Issue is how can such people be tolerated? Why should such people be tolerated? How can such people be put in place? How can they be taught a lesson so that no other MP ever dares to do anything of such kind? Why are the law makers out of the ambit of the police, judiciary and law when the need arises? Why can’t courts take notice straight away? Why can’t his pay, perks and privileges be forfeited with immediate effect? Or shall we wait till the courts decide who the actual culprit is. This man will become a hero by dramatising his surrendering under heavy police bandobast with scores of his chela-chapatas creating a scene as if a hero is coming home after winning a battle. Situation will be made purposefully tense. Media will be focussing on every window of every car and every door which opens. Reporters spread all around will pick up every squeak, whine and yell to justify their presence in covering the arrest of a chappal dhari MP. Some channels will go to the extent to find out alternate uses of chappals as a weapon and make mock war rooms with military experts to comment on non lethal weapons with special sounds and visual effects.

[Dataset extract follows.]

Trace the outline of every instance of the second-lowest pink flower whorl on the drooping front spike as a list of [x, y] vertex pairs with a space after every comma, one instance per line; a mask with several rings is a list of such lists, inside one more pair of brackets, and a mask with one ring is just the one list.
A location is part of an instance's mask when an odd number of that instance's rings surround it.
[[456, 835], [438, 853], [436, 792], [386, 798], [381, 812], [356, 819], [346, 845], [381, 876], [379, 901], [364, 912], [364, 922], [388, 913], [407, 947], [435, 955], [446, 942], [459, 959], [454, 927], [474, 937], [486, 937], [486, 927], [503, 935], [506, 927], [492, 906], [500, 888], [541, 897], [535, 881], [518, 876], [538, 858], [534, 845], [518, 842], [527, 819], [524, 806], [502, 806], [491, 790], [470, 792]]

It is surprising no one knows where he is, “Use asmaan kha gaya ya dharti nigal gayi” (Has he been eaten by the sky or swallowed by the earth). I am sure he is having a good laugh. Why is the Media not on his tail? The media today is capable of getting a photograph of IPL Modi drying his underwear on a remote island of Bali, why they can’t find Mr Chappal dhari in his hibernation. When one is in trouble, you go underground till the media glare fades away and then suddenly you surface and start doing your normal business like every day? How can the police be oblivious to his whereabouts? What orders are the police waiting for? Can’t cell phones be tracked? Well, one thing is clear; the political class is too powerful and influential to meddle with. They can bake a cake and have it too.

Overall if we see all chaos which is being done today is due to flawed politics. Cheap popularity, Goonda antics, inciting public, communal divides, circumventing law, taking law into your own hands, above all leaving the public to fend for themselves is name of their game.  They just want to score brownie points and keep blaming each other. I do not know when & how this is going to end. I only hope our nations keepers do not slip into slumber or else such menace will spread to each and every corner of this country. We have already seen the moral policing brigade, beef ban brigade and soon we shall see such joota-chappal brigades, stone pelting brigade and many others harming this country slowly but surely like slow poison. Will we wake up fellow countrymen? I wonder!!!!!!!!!!!